In the universe’s latest variation on the “they call themselves that, so why can’t I?” idiocy, Reuters journalist Matthew Keys offers this take on the Jeremy Lin ESPN scandal:
“So we’re all just going to ignore the fact that Jeremy Lin used the word “Chink” in his Xanga username in 2004, right?
Just wanted to be clear, since, you know, we’re firing ESPN headline writers for being insensitive and criticizing ESPN anchors for using the word during play-by-play.
At what point do we draw the line between “acceptable use” and “unacceptable use?” Do we further divide people by saying it’s okay for some people to use the word, while barring others?
Or can we all agree that nobody should use these sorts of words, in any context?”
Here’s the thing that burns me up most about this tired, absurd claim: nobody would ever make it in any other situation. The reclamation of slurs is the only circumstance in which this argument is ever raised.

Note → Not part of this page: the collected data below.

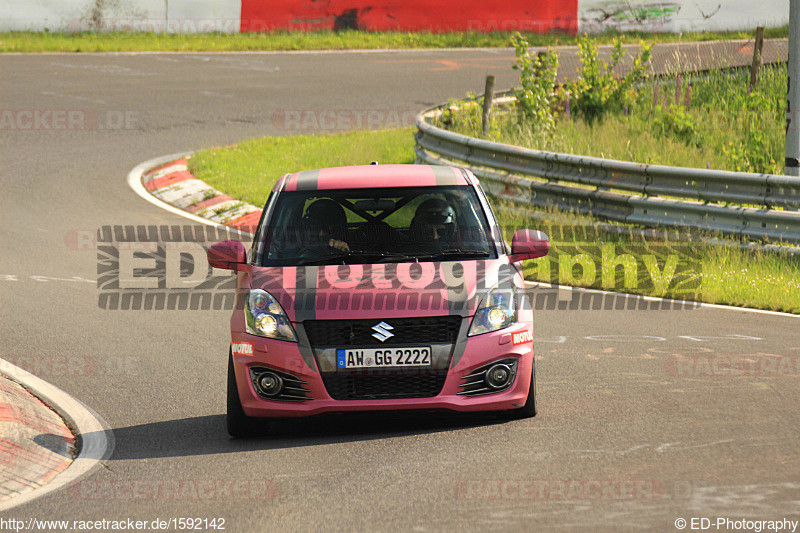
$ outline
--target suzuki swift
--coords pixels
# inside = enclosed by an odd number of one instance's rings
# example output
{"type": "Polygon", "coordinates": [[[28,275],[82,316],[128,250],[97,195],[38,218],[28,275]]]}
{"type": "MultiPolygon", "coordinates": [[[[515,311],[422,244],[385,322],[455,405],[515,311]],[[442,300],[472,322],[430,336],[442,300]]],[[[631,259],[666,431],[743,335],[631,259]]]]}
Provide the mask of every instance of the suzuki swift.
{"type": "Polygon", "coordinates": [[[227,427],[257,418],[386,410],[536,414],[533,310],[520,264],[478,180],[444,166],[365,165],[287,174],[237,272],[227,427]]]}

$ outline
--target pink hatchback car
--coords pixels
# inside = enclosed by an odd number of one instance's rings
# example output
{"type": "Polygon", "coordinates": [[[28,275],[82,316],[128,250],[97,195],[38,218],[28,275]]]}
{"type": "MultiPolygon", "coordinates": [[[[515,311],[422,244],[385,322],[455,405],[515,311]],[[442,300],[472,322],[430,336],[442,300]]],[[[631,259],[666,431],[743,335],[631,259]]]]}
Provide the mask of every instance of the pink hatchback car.
{"type": "Polygon", "coordinates": [[[228,432],[253,419],[442,409],[536,414],[533,311],[521,261],[468,170],[365,165],[287,174],[250,257],[225,241],[208,262],[238,272],[228,432]]]}

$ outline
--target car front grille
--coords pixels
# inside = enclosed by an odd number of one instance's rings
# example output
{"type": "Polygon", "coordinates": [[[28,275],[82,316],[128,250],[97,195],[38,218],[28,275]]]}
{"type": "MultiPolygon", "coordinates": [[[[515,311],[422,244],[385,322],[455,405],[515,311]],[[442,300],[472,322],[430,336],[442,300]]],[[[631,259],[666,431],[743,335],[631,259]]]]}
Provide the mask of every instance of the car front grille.
{"type": "Polygon", "coordinates": [[[322,381],[334,400],[389,400],[432,398],[447,379],[447,370],[421,370],[412,375],[322,374],[322,381]]]}
{"type": "Polygon", "coordinates": [[[373,326],[385,322],[393,329],[387,345],[454,343],[461,327],[460,316],[433,316],[422,318],[392,318],[369,320],[306,320],[303,322],[308,340],[313,347],[380,346],[374,338],[373,326]]]}

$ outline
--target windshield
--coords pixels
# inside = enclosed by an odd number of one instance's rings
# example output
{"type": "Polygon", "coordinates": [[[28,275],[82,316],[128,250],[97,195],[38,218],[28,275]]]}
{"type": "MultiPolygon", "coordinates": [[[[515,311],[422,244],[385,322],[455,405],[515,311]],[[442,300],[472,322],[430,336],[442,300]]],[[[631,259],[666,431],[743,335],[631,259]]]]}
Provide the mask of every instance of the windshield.
{"type": "Polygon", "coordinates": [[[261,266],[497,257],[468,186],[283,192],[262,229],[261,266]]]}

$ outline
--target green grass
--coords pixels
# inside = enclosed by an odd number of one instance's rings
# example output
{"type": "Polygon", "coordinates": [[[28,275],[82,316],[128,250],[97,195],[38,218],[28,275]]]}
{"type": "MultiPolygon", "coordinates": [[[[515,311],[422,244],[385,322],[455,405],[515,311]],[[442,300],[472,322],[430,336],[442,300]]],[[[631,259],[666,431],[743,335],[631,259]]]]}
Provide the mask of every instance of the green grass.
{"type": "MultiPolygon", "coordinates": [[[[787,37],[788,26],[769,28],[767,38],[787,37]]],[[[348,50],[390,48],[493,48],[508,47],[508,32],[289,32],[270,33],[96,33],[96,32],[2,32],[0,52],[228,52],[278,50],[348,50]]],[[[593,37],[608,43],[619,35],[608,32],[593,37]]],[[[637,42],[716,41],[752,39],[749,32],[626,33],[637,42]]],[[[560,33],[525,34],[531,46],[576,44],[577,36],[560,33]]]]}
{"type": "Polygon", "coordinates": [[[752,250],[709,249],[706,263],[707,301],[800,314],[800,257],[786,260],[752,250]]]}
{"type": "MultiPolygon", "coordinates": [[[[759,84],[748,94],[747,69],[718,70],[692,80],[690,102],[686,75],[675,104],[676,77],[641,89],[628,115],[612,115],[589,125],[560,114],[552,138],[533,136],[514,113],[497,114],[490,140],[539,150],[670,166],[739,172],[783,173],[786,125],[785,64],[762,67],[759,84]],[[654,106],[656,96],[659,105],[654,106]],[[668,98],[668,107],[663,107],[668,98]]],[[[481,136],[478,104],[457,113],[453,129],[481,136]]]]}
{"type": "Polygon", "coordinates": [[[189,170],[212,187],[262,206],[287,172],[324,167],[414,162],[413,128],[251,139],[197,152],[189,170]]]}
{"type": "MultiPolygon", "coordinates": [[[[297,135],[252,139],[226,148],[204,150],[189,160],[192,173],[226,194],[263,205],[272,186],[283,174],[329,166],[381,163],[411,163],[414,160],[412,128],[383,131],[352,131],[329,135],[297,135]]],[[[515,229],[539,228],[554,236],[551,258],[575,253],[575,241],[585,242],[581,229],[589,228],[594,250],[601,243],[633,247],[642,253],[661,253],[672,245],[663,241],[642,241],[618,234],[593,230],[591,218],[560,211],[539,210],[529,213],[494,202],[506,239],[515,229]],[[572,235],[556,239],[554,228],[570,228],[572,235]]],[[[676,245],[677,249],[681,245],[676,245]]],[[[800,257],[789,254],[754,252],[738,248],[690,244],[691,254],[701,274],[699,291],[690,294],[668,290],[658,296],[689,298],[698,301],[800,314],[800,257]]],[[[563,281],[539,275],[538,263],[526,264],[526,278],[539,281],[563,281]]],[[[604,288],[598,280],[581,286],[604,288]]],[[[654,295],[640,287],[626,289],[621,282],[614,290],[654,295]]]]}

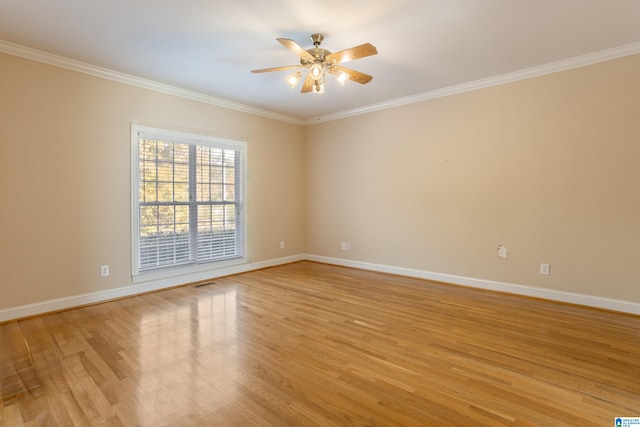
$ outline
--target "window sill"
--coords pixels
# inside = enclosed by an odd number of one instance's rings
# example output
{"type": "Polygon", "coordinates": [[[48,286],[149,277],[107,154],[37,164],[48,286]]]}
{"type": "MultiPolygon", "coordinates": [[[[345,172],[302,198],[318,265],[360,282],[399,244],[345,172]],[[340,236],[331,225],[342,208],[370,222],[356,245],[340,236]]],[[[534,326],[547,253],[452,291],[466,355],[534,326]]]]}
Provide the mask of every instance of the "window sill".
{"type": "MultiPolygon", "coordinates": [[[[140,272],[133,275],[133,283],[155,282],[184,277],[185,283],[206,280],[212,277],[219,277],[216,273],[229,267],[234,267],[247,263],[247,258],[234,258],[225,261],[210,262],[206,264],[189,265],[184,267],[163,268],[140,272]],[[210,273],[209,276],[206,273],[210,273]],[[200,278],[201,277],[201,278],[200,278]]],[[[224,274],[223,274],[224,275],[224,274]]]]}

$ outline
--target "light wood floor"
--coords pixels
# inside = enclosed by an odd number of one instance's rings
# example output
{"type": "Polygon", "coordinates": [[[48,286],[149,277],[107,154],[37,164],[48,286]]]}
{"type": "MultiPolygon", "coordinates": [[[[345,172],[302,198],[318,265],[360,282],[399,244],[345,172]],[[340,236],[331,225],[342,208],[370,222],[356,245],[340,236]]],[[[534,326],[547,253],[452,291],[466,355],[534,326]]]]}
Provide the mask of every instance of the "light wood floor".
{"type": "Polygon", "coordinates": [[[300,262],[0,326],[2,426],[612,426],[640,317],[300,262]]]}

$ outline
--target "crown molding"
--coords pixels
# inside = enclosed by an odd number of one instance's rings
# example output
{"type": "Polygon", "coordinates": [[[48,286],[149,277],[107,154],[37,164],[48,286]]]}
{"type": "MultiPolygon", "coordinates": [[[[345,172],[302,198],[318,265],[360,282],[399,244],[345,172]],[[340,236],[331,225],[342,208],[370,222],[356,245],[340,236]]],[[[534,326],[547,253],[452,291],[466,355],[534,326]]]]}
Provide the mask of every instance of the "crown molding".
{"type": "Polygon", "coordinates": [[[327,114],[325,116],[313,117],[309,119],[299,119],[285,114],[275,113],[269,110],[252,107],[250,105],[238,102],[228,101],[226,99],[217,98],[212,95],[203,94],[176,86],[159,83],[153,80],[136,77],[130,74],[113,71],[96,65],[87,64],[85,62],[76,61],[65,58],[63,56],[54,55],[37,49],[18,45],[8,41],[0,40],[0,52],[9,55],[19,56],[37,62],[66,68],[72,71],[101,77],[116,82],[138,86],[169,95],[179,96],[193,101],[205,104],[215,105],[217,107],[227,108],[230,110],[240,111],[243,113],[253,114],[269,119],[274,119],[286,123],[299,126],[310,126],[318,123],[330,122],[333,120],[343,119],[346,117],[357,116],[360,114],[371,113],[374,111],[386,110],[390,108],[400,107],[403,105],[415,104],[430,99],[442,98],[445,96],[456,95],[459,93],[470,92],[478,89],[489,88],[501,84],[512,83],[519,80],[526,80],[533,77],[539,77],[546,74],[553,74],[561,71],[567,71],[574,68],[585,67],[587,65],[597,64],[600,62],[610,61],[625,56],[636,55],[640,53],[640,42],[630,43],[611,49],[605,49],[599,52],[589,53],[586,55],[576,56],[573,58],[552,62],[511,73],[501,74],[498,76],[488,77],[485,79],[474,80],[471,82],[461,83],[454,86],[448,86],[428,92],[422,92],[415,95],[409,95],[401,98],[383,101],[375,104],[365,105],[363,107],[353,108],[350,110],[340,111],[337,113],[327,114]]]}
{"type": "Polygon", "coordinates": [[[389,101],[379,102],[376,104],[365,105],[364,107],[353,108],[326,116],[314,117],[304,121],[305,126],[314,125],[322,122],[342,119],[345,117],[356,116],[360,114],[371,113],[374,111],[386,110],[389,108],[400,107],[403,105],[414,104],[417,102],[428,101],[430,99],[442,98],[445,96],[456,95],[459,93],[470,92],[473,90],[489,88],[505,83],[512,83],[519,80],[526,80],[533,77],[544,76],[546,74],[558,73],[574,68],[586,67],[587,65],[597,64],[600,62],[610,61],[625,56],[636,55],[640,53],[640,42],[630,43],[599,52],[589,53],[586,55],[576,56],[573,58],[556,61],[545,65],[525,68],[523,70],[514,71],[512,73],[501,74],[498,76],[488,77],[485,79],[474,80],[459,85],[444,87],[428,92],[418,93],[415,95],[396,98],[389,101]]]}
{"type": "Polygon", "coordinates": [[[142,77],[136,77],[130,74],[113,71],[107,68],[99,67],[97,65],[87,64],[85,62],[80,62],[41,50],[32,49],[30,47],[18,45],[5,40],[0,40],[0,52],[30,59],[32,61],[42,62],[44,64],[54,65],[56,67],[66,68],[68,70],[77,71],[84,74],[89,74],[95,77],[113,80],[131,86],[137,86],[156,92],[162,92],[169,95],[179,96],[193,101],[202,102],[205,104],[215,105],[216,107],[254,114],[256,116],[266,117],[269,119],[279,120],[295,125],[304,124],[303,121],[295,117],[274,113],[272,111],[252,107],[250,105],[240,104],[238,102],[228,101],[226,99],[217,98],[215,96],[207,95],[204,93],[159,83],[153,80],[144,79],[142,77]]]}

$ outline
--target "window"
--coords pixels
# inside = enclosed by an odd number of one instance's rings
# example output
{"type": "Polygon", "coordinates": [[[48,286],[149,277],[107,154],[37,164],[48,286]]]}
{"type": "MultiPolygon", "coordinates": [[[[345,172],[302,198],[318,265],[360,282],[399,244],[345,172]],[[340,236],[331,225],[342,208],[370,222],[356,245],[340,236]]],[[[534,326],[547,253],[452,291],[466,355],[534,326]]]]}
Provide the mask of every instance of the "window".
{"type": "Polygon", "coordinates": [[[242,258],[242,142],[132,126],[134,276],[242,258]]]}

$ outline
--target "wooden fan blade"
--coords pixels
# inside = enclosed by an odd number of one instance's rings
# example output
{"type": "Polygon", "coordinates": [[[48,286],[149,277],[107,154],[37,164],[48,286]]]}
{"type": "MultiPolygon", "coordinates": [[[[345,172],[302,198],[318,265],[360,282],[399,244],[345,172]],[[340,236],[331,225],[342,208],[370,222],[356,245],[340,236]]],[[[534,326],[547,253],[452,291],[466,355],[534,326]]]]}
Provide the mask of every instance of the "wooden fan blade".
{"type": "Polygon", "coordinates": [[[251,70],[252,73],[270,73],[271,71],[295,70],[302,67],[301,65],[285,65],[284,67],[263,68],[261,70],[251,70]]]}
{"type": "Polygon", "coordinates": [[[340,65],[334,65],[328,70],[331,74],[336,74],[338,71],[342,71],[343,73],[347,73],[349,75],[349,80],[352,80],[356,83],[366,84],[371,81],[373,76],[369,74],[361,73],[360,71],[352,70],[351,68],[342,67],[340,65]]]}
{"type": "Polygon", "coordinates": [[[311,74],[307,73],[307,78],[304,79],[304,83],[302,84],[302,89],[300,93],[309,93],[313,90],[313,79],[311,78],[311,74]]]}
{"type": "Polygon", "coordinates": [[[360,46],[352,47],[349,49],[341,50],[340,52],[332,53],[331,55],[327,55],[325,60],[328,62],[333,62],[334,64],[341,64],[343,62],[365,58],[377,53],[378,50],[374,45],[365,43],[361,44],[360,46]]]}
{"type": "Polygon", "coordinates": [[[278,40],[284,47],[289,49],[305,61],[314,61],[315,58],[309,52],[307,52],[302,46],[290,39],[279,38],[278,40]]]}

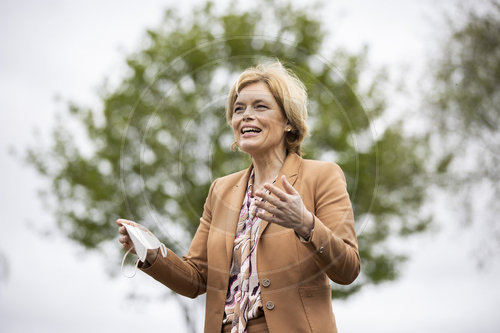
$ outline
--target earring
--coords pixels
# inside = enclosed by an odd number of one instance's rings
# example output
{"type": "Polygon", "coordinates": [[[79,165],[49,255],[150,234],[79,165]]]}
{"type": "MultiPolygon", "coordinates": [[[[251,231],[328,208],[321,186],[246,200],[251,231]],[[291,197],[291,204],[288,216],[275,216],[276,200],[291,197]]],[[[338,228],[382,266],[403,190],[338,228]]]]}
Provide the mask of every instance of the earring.
{"type": "Polygon", "coordinates": [[[231,151],[237,151],[239,150],[239,146],[238,146],[238,141],[234,141],[233,144],[231,145],[231,151]]]}
{"type": "Polygon", "coordinates": [[[290,132],[291,130],[290,126],[285,127],[285,131],[290,132]]]}

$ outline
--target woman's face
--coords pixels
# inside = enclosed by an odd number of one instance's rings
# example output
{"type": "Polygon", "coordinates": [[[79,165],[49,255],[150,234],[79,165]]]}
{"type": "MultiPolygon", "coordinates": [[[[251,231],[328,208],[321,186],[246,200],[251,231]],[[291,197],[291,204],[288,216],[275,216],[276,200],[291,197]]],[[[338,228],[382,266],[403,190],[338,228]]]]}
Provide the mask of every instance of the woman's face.
{"type": "Polygon", "coordinates": [[[264,82],[249,84],[240,91],[231,124],[238,147],[252,157],[285,149],[287,121],[264,82]]]}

I’ve been known to refer to myself as an idiot on occasion. Does that make it okay for journalists to refer to me as “Angus Johnston, historian, blogger, and idiot?” No.
If an Olympic soccer player used the email address email@example.com in junior high, would that make it legitimate for ESPN to mention her sexiness every time she scored a goal? Of course not.
The New York Times doesn’t call Senator Rand Paul “Aqua Buddha.” It doesn’t casually refer to Beck as a loser, Thom Yorke as a creep, or Prince as a sexy motherfucker (though it totally should).
Why? Because the “if you ever use a word to describe yourself, it gives everyone else on the planet the right to use that word to describe you in every situation ever for the rest of your life and you don’t ever get to complain” rule is a rule that doesn’t exist.
It’s not a rule. It’s not a rule. It’s not a rule. It’s not a thing. Everybody knows that. Nobody thinks otherwise. Nobody even pretends otherwise unless they’re trying to come up with a reason why it’s okay for them to call someone a chink or a faggot or a bitch.